This repository is the source code of the paper Learning to Infer User Implicit Preference in Conversational Recommendation implemented via PyTorch.
More descriptions are available via the paper.
The code is partially refer to Adapting User Preference to Online Feedback in Multi-round Conversational Recommendation (FPAN).
torch==1.4.0
torch_geometric==1.4.3
tqdm
sklearn
The dataset we used is based on Yelp and LastFM which are processed in SCPR
- To train CRIF offline model:
python offline_train_rec.py
The model paramters will be saved in\recommendersystem\recmodel
- To train policy network in conversational component:
Inverse reinforcement learning (IRL) is adopted to tackle the decision-making problem. We conduct our approach to learn a reward function from human feedback and optimize it explicitly using human feedback. At the same time, we also train a policy to maximize reward given the current predicted reward function.

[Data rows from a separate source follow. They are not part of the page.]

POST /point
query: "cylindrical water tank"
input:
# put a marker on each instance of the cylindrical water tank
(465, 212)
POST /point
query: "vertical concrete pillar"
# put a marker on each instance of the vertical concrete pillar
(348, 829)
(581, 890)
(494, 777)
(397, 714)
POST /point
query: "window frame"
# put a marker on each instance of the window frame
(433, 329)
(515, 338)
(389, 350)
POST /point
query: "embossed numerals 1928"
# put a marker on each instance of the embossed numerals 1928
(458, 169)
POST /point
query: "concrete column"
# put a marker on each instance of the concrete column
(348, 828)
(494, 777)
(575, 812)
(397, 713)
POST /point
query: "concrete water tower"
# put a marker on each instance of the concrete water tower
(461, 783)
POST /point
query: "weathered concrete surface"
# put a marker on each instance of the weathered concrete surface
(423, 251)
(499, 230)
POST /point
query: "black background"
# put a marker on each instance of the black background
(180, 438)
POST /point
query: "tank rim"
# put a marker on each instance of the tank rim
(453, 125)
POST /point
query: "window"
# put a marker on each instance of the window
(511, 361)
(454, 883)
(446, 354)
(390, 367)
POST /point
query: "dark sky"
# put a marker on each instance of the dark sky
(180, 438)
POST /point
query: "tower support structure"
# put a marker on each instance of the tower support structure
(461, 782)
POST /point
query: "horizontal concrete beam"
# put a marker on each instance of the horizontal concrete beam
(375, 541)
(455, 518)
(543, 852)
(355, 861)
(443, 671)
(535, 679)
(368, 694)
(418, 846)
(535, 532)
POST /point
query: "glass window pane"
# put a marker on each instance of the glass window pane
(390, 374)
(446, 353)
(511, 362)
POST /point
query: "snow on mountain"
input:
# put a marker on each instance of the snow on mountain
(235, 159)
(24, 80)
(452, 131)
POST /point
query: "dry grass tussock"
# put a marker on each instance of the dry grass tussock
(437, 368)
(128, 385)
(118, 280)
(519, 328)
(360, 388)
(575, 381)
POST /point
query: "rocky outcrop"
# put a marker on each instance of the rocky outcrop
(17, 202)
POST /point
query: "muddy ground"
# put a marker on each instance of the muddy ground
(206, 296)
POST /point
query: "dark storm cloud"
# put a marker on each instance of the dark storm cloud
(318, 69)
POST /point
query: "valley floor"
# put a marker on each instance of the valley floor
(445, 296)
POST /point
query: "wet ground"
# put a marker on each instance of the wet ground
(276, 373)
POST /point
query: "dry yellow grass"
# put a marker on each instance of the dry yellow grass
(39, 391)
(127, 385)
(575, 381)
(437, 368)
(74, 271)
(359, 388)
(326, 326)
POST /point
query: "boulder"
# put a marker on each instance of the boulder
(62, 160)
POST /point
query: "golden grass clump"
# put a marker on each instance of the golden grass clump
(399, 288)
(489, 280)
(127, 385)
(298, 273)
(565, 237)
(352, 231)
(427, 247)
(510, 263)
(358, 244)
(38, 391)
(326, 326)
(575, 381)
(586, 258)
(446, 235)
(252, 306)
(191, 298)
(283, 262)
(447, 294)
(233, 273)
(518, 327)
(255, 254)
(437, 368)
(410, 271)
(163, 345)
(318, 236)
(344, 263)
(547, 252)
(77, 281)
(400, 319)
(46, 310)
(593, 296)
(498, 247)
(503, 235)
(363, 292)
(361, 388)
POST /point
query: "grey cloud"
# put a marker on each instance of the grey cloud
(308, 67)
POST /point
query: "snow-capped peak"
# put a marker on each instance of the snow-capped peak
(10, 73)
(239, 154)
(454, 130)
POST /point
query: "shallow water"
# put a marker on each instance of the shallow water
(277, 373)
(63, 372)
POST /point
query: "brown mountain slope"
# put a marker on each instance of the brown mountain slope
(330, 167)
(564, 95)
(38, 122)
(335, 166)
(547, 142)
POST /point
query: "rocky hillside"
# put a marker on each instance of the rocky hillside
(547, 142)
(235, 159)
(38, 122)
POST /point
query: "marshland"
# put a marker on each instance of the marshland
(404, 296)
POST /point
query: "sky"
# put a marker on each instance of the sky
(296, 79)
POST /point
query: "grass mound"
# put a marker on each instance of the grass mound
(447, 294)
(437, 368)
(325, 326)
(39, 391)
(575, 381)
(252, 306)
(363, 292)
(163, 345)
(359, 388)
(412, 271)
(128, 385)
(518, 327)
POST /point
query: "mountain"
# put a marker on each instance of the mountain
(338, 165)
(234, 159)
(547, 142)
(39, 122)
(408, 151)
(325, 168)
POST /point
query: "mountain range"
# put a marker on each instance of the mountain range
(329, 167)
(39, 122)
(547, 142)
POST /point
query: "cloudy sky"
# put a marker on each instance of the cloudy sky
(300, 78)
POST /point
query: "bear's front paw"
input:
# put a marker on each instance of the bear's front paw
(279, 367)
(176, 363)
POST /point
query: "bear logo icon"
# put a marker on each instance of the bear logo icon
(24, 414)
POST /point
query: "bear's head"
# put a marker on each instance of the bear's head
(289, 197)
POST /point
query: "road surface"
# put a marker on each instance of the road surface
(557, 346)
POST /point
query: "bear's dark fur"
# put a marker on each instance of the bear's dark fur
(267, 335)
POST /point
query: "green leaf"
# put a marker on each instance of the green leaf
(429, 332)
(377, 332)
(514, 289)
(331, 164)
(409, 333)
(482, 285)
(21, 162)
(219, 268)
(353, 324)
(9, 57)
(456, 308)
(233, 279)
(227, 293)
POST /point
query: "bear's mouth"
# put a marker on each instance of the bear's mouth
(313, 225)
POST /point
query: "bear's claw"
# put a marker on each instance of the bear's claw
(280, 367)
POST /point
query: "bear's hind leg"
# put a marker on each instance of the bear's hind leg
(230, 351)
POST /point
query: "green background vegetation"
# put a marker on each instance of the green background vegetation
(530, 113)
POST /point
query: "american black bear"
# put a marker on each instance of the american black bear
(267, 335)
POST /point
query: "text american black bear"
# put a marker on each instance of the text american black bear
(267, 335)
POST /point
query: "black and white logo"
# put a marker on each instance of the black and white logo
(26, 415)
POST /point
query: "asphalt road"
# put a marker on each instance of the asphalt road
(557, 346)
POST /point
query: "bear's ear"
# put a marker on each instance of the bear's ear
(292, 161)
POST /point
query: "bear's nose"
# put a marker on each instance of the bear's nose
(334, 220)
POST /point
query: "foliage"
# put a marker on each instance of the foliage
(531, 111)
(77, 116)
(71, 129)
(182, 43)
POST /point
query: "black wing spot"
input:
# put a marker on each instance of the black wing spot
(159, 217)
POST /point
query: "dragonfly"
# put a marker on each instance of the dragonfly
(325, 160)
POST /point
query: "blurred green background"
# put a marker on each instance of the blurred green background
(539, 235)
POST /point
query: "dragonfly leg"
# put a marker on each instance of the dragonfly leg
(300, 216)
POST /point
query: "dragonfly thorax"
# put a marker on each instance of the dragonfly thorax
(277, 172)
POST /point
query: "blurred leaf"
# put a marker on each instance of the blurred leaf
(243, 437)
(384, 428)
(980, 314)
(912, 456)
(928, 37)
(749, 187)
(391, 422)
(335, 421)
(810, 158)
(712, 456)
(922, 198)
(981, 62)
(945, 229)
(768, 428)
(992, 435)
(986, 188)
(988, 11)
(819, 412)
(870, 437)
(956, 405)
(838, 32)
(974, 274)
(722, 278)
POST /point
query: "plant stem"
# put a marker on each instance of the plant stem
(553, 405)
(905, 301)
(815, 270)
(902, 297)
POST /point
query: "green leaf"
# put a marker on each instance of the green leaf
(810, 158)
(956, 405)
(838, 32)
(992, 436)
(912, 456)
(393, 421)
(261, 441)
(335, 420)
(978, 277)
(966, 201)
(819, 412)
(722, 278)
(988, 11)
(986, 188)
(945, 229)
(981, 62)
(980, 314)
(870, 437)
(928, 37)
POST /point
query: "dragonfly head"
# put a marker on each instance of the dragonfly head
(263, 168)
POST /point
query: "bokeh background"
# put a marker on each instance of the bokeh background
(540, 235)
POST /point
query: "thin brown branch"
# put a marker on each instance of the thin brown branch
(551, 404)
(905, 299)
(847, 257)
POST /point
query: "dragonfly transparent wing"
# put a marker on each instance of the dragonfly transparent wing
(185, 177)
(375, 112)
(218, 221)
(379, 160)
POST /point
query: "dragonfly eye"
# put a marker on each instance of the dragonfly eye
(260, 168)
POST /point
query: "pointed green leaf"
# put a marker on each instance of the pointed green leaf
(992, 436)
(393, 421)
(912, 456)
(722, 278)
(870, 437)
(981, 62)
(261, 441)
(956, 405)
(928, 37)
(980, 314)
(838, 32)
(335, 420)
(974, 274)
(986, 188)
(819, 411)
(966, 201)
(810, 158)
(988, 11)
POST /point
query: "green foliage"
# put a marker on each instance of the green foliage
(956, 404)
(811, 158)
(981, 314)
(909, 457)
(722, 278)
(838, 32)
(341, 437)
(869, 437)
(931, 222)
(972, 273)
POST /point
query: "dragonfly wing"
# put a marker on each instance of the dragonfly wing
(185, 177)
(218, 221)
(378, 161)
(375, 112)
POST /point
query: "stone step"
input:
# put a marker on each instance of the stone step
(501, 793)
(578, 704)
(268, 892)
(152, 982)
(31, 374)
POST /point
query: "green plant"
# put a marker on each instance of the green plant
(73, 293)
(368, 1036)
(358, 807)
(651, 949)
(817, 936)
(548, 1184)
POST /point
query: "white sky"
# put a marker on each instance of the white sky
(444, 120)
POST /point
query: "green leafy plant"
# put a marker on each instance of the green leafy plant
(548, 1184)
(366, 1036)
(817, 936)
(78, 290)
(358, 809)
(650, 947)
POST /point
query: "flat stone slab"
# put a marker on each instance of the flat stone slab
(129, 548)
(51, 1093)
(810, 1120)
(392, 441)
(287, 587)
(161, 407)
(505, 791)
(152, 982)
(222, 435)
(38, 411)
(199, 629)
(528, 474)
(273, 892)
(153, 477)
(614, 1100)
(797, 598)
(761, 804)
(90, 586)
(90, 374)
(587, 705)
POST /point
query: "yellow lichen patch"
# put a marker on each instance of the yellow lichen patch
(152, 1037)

python train_agent_ear.py --mode pretrain
: train policy network without pretrain model. The model parameters will be saved in\agents\agent_ear
python train_agent_ear.py --mode PG
: further train policy network with pretrain model. The model parameters will be saved in\agents\agent_ear
- To directly evaluate CRIF:
We provided the model parameters in corresponding folder.
python offline_test_rec.py
: evaluate CRIF offline modelpython test_agent_ear.py
: evaluate CRIF with user simulator